Chinese efforts to portray their nation in Europe as a safe haven for investment appear to be falling flat.
Chinese Premier Li Qiang was in Germany and France this week, promoting post-COVID China as a nation of open institutions operating in a market-oriented, world-class business environment governed by a legal framework that safeguards the rights and interests of foreign companies.
Yet a record-high 64% of surveyed China-based European companies reported that doing business in China became more difficult in 2022, according to the latest survey released by the European Union Chamber of Commerce in China.
The chamber’s survey found European companies’ confidence in the Chinese market is at a record low with 30% of respondents reporting that year-on-year revenue decreased in 2022, and one in 10 respondents reporting they have already shifted, or plan to shift, their Asia headquarters or business unit headquarters out of mainland China.
An American Chamber of Commerce survey released earlier this year showed that the investment enthusiasm of American businesses in China has cooled as well.
Jens Eskelund, president of the EU Chamber of Commerce in China, who is based in Beijing, said at a media briefing on June 21 that the most recent survey is a signal to Beijing that conversations about governance are needed.
"China has now for the majority of our companies dropped out as a top three destination for European investment,” he said. “If you look at the very near term, it's actually worse than that. We have 53% of our respondents, who tell us that they do not have any plan for increasing their investments during the present year.”
The pessimistic outlook stands in contrast to hopeful remarks delivered by Li at a banquet Wednesday evening in France.
“We hope that Chinese and French entrepreneurs will firmly support economic globalization … and will work together to maintain the stability and resilience of the supply chain between China, France and Europe,” he said.
The EU survey was conducted over five weeks in February and March and obtained 570 replies from senior executives of European business member companies, accounting for 46% of the total number of members. Among the respondents, 80% have lived in China for more than 10 years.
The survey shows 75% of the respondents have actively strengthened the flexibility of their supply chains in the past two years. Of this group, 12% said that their company has moved the relevant production line investment out of China, with many production lines gradually moving to countries in South or Southeast Asia.
As many as 59% of the respondents said that their operations were affected by Chinese politics last year, and they expect this to continue this year. In particular, 26% of the respondents believe that boycotts by Chinese consumers have affected their operations and brought challenges.

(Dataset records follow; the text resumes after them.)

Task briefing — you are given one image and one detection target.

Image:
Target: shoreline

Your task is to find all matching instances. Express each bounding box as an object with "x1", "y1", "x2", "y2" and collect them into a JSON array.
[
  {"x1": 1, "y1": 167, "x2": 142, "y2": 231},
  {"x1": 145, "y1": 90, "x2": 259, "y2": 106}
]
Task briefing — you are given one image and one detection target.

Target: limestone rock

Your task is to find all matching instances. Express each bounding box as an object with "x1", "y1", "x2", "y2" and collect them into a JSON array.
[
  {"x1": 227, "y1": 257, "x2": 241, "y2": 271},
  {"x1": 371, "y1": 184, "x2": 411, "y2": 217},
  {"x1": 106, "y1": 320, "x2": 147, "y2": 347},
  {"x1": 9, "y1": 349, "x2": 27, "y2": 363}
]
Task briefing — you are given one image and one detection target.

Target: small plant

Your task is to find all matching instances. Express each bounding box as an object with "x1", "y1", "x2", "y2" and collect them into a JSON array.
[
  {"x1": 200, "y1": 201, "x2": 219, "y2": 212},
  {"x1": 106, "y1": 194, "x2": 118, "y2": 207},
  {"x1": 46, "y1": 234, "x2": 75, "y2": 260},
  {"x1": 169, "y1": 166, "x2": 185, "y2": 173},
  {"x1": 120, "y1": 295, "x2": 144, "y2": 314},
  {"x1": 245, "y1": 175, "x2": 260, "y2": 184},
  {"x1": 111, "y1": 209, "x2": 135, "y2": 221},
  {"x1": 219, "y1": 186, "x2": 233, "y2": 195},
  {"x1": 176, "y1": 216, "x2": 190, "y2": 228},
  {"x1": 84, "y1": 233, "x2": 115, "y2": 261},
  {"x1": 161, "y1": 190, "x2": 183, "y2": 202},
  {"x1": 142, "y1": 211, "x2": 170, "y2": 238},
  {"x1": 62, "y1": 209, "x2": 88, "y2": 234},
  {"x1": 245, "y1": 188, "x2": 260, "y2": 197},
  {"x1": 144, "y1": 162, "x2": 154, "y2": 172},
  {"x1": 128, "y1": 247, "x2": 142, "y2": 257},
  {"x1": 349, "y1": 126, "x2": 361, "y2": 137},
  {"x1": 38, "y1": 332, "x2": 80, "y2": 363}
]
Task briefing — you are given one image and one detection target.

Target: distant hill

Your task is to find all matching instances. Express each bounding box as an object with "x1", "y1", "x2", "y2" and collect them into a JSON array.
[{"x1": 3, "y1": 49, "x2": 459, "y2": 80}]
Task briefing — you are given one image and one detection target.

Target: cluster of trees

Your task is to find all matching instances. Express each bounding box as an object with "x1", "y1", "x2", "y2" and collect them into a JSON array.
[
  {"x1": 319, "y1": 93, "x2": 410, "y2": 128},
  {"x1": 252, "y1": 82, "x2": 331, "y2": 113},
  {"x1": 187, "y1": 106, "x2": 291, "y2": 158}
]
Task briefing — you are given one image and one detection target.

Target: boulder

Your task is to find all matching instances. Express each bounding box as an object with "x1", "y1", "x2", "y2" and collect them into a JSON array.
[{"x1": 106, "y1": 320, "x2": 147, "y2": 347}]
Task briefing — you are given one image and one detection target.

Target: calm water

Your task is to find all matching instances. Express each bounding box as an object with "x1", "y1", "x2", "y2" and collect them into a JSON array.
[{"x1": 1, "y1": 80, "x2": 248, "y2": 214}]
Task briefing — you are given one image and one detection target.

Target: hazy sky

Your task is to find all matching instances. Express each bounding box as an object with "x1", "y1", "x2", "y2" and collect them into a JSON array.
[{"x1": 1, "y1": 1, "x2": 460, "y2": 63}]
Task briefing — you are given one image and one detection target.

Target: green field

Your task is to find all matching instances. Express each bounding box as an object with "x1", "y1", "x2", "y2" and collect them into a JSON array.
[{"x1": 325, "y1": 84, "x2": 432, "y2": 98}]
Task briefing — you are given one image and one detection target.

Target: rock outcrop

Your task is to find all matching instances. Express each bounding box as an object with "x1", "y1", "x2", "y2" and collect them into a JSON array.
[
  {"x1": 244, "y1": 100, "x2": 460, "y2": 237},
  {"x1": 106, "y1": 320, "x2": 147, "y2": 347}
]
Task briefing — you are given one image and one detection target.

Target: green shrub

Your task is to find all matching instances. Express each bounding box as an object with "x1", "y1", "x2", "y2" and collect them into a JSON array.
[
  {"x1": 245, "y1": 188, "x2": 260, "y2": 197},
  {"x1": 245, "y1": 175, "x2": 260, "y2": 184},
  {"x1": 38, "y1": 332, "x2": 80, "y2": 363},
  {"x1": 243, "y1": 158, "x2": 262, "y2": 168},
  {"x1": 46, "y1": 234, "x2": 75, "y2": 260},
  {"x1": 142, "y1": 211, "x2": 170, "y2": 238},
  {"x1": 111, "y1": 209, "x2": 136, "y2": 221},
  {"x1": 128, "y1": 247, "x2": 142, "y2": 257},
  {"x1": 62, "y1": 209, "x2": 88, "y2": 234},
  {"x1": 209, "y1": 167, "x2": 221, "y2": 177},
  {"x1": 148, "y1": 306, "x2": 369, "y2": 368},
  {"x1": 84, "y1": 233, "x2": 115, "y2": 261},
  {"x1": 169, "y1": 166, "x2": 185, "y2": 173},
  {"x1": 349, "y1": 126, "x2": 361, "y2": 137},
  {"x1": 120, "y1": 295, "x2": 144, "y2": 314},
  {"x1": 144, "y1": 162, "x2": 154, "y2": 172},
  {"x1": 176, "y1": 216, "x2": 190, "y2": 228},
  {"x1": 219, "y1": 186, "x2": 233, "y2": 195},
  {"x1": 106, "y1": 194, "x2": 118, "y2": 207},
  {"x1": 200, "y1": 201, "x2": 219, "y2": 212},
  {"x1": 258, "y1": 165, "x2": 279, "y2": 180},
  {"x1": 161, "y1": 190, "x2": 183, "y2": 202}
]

Of the respondents, 63% said market access was an issue, as are regulatory barriers. More than 60% of European companies said that if the Chinese market provides greater access opportunities, they will expand investment in China.
Eskelund said, “We have this whole ambiguity or lack of clarity of where is it actually that China is going, and I think what a lot of companies are perceiving is that there is a little bit of mixed messaging from the Chinese government.”
He said that at the 20th National Congress of the Communist Party of China last year, the CCP repeatedly emphasized national security and self-sufficiency, but at the National People's Congress in March, the government repeatedly declared that it would expand opening up and attract foreign investment.
The contradictory policy declarations make it difficult for European companies to figure out if China still welcomes foreign investment.
Darson Chiu, a research fellow at the Taiwan Institute of Economic Research in Taipei, told VOA Mandarin, "Many of (Chinese President) Xi Jinping’s policies are unfriendly to foreign businesses. As a result of US-China tensions and some of China’s strict controls on both foreign and domestic manufacturers, foreign investors have lost confidence."
When major multinationals urge their contract manufacturers, including Taiwanese-owned factories, to move their production lines out of China, that means foreign investors have insufficient confidence in the Chinese market, he said. He added that hopes for a rebound will depend on whether China can attract foreign business with new market demand.
Chiu also said that China is suffering from excessive inventory and high local government debt. These are the result of excessive investment in production capacity and fiscal measures taken to stimulate its economy following the draconian lockdowns dictated by anti-COVID-19 policies.
Although China lifted the lockdown in December, the economic recovery remains weak. Chiu said that judging from the double-digit year-on-year decline in China's export orders to Taiwan for five consecutive months from January to May this year, the Chinese economy has not yet started to rebound.
Wang Xin, president of the Charigo Center for International Economic Cooperation in Beijing, said that despite some difficulties, China's economic growth trajectory has not changed.
He said in an email to VOA Mandarin, "Amid the headwinds facing the world economy, European and American companies are unsure about the future outlook. They may have limited options. China's overall opening-up policy and goals have not and cannot be changed."
Wang said if European and American companies leave China, they will miss future opportunities. China will be introducing more policies to retain foreign businesses, he said, but in the meantime, “the best way to attract foreign investors is to maintain social stability and keep the opening policy unchanged.”